Sandwich Towne is one of the region's oldest settlements.
“Your star in the Sandwich Towne region is Mackenzie Hall itself,” Tymec said.
It served as a courthouse, prison and place of execution.
Tymec claims the hall is populated with many ghosts.
"There is one ghost nicknamed the “Dragging Ghost,” that allegedly “drags” items around the hall,” Tymec said.
The most famous haunt in Amherstburg is the former Old Bullock Tavern now known as Artisans’ Grill.
It was a bar with apartments atop, all owned by George Bullock.
The story goes that Bullock’s oldest daughter was assaulted by a tenant, who was hung within “a matter of days,” Tymec said.
The tenant was wrongfully hanged. A man on his death bed admitted to the crime.
The hanged man now haunts the apartments, including a man who yells in an apartment living room, the story goes.
Footsteps and rattling chains in Sarnia
Tony Frangis is a Sarnia film maker who produced and directed a documentary called Ghosts of Sarnia. The film examined legends surrounding some places rumoured to be haunted.
Frangis spent the majority of time ghost hunting in Sarnia’s downtown.
Some of the hottest spots include the Imperial Theatre and the Lawrence House. Conversations and footsteps on the catwalk and in costume room are common, Frangis said.
Frangis said he heard the steps and chains rattling while filming the documentary.
At the Lawrence, the hauntings are more subtle, such as furniture moving or names being muttered to the employees.
The legend says the former maid of the house still lives there today.

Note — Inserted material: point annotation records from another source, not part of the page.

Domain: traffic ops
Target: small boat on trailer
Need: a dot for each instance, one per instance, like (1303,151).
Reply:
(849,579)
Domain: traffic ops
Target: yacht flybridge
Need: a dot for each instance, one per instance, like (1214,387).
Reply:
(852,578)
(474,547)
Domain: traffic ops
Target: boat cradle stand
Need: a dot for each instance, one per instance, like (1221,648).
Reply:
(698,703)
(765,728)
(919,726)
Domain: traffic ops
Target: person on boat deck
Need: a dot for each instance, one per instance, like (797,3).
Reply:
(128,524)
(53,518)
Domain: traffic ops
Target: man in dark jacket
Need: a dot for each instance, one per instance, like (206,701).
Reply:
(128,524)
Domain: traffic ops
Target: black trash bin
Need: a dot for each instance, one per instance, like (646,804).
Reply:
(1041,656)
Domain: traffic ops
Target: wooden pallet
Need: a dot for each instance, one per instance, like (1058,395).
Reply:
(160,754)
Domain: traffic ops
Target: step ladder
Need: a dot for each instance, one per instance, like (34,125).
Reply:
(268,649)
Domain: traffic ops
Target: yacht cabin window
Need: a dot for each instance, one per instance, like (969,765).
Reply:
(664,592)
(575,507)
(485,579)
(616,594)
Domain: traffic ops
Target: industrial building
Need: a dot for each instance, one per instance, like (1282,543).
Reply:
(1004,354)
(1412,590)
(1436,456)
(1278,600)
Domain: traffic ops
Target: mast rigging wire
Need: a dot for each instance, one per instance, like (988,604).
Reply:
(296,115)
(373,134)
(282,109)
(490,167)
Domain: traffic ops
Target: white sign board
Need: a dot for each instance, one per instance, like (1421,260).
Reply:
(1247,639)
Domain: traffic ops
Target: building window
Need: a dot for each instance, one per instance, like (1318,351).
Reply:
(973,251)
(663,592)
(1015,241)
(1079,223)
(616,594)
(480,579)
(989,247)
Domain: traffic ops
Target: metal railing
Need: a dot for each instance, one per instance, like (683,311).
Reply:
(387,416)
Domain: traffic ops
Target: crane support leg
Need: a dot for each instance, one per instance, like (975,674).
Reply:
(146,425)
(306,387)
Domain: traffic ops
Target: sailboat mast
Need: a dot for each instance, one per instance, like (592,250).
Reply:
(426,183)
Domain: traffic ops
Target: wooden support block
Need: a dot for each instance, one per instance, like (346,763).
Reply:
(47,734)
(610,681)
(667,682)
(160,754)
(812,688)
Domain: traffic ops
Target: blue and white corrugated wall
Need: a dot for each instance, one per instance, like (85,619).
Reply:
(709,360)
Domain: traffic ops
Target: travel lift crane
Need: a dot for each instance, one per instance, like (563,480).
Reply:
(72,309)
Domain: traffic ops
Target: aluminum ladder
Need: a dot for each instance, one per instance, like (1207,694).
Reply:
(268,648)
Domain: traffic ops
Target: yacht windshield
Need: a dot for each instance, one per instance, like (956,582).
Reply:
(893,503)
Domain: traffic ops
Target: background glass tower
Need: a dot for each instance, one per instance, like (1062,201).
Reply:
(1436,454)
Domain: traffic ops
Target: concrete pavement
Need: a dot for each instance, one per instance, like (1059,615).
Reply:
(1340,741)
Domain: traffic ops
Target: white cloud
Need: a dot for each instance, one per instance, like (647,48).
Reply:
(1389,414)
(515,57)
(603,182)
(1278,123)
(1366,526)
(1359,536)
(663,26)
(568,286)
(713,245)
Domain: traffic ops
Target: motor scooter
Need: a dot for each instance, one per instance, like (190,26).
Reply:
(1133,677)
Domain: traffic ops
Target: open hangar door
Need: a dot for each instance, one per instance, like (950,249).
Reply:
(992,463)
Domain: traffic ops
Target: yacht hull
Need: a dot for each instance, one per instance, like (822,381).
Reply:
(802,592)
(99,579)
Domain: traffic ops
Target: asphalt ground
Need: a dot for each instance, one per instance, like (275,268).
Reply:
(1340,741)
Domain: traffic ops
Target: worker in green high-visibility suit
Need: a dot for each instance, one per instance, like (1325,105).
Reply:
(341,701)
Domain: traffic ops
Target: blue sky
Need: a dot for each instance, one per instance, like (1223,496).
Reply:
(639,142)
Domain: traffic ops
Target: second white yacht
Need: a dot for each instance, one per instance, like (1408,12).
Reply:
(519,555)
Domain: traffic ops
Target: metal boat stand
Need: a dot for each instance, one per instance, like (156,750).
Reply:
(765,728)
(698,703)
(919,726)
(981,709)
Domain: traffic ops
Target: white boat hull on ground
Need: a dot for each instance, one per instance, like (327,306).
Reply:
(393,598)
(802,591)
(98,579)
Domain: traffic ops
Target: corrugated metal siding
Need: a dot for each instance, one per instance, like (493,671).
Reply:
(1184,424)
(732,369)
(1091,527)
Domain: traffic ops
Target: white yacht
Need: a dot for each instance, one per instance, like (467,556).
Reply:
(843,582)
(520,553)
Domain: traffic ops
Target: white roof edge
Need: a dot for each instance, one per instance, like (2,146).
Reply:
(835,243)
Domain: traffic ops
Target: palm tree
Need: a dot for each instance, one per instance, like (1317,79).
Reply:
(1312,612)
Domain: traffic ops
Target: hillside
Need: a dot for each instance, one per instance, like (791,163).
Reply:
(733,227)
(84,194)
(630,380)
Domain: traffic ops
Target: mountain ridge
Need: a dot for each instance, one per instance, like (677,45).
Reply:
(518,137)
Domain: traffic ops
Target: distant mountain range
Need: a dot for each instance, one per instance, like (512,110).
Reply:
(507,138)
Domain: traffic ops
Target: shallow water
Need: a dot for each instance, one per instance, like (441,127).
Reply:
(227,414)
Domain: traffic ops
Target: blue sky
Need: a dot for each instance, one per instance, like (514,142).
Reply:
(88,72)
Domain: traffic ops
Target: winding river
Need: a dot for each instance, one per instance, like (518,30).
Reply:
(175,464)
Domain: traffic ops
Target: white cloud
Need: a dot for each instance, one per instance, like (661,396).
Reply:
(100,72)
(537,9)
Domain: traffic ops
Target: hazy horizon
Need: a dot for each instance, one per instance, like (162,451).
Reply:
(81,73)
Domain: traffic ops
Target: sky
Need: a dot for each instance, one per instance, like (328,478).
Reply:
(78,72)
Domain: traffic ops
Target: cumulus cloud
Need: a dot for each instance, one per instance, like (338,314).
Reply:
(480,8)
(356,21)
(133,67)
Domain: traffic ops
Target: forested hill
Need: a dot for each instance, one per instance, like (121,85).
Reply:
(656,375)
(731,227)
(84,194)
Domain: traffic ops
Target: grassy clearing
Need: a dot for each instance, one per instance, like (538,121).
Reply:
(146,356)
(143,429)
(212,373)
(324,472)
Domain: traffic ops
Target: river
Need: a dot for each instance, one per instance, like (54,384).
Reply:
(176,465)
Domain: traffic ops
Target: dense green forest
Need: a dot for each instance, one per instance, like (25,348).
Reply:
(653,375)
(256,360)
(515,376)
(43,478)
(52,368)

Hair pulling and nodding spirits in Chatham
Sheila Gibbs is taking people on “cemetery strolls” at the Maple Leaf- St. Anthony’s Cemetery in Chatham-Kent.
Tours there come alive, with re-enactments of historic personalities and events, including a 1939 murder case.
Gibbs alleges spirits have been known to watch the re-enactments are known to react to the presentations.
Meanwhile, employees at a medical centre report spirits blowing on their necks, pulling their hair and untying their shoes at the site of an explosion at a mill.
A wild elevator ride in London
The tour ends at Aeolian Hall in London.
Clark Bryan is the executive director of Aeolian Hall, and started his job there as someone who didn't believe in the supernatural.
Three months into the job, a group came by and told him they'd cleared the hall of ghosts.
It wasn't long after that Bryan noticed the elevator would run all on its own, figures could be seen in dimly lit corners and musicians would be playing and all of a sudden stop. Musicians said it was like "one of them was being placed in a bubble and they couldn't communicate with the other band members."
Bryan said musicians were "freaking out" and that some refuse to play at the hall to this day.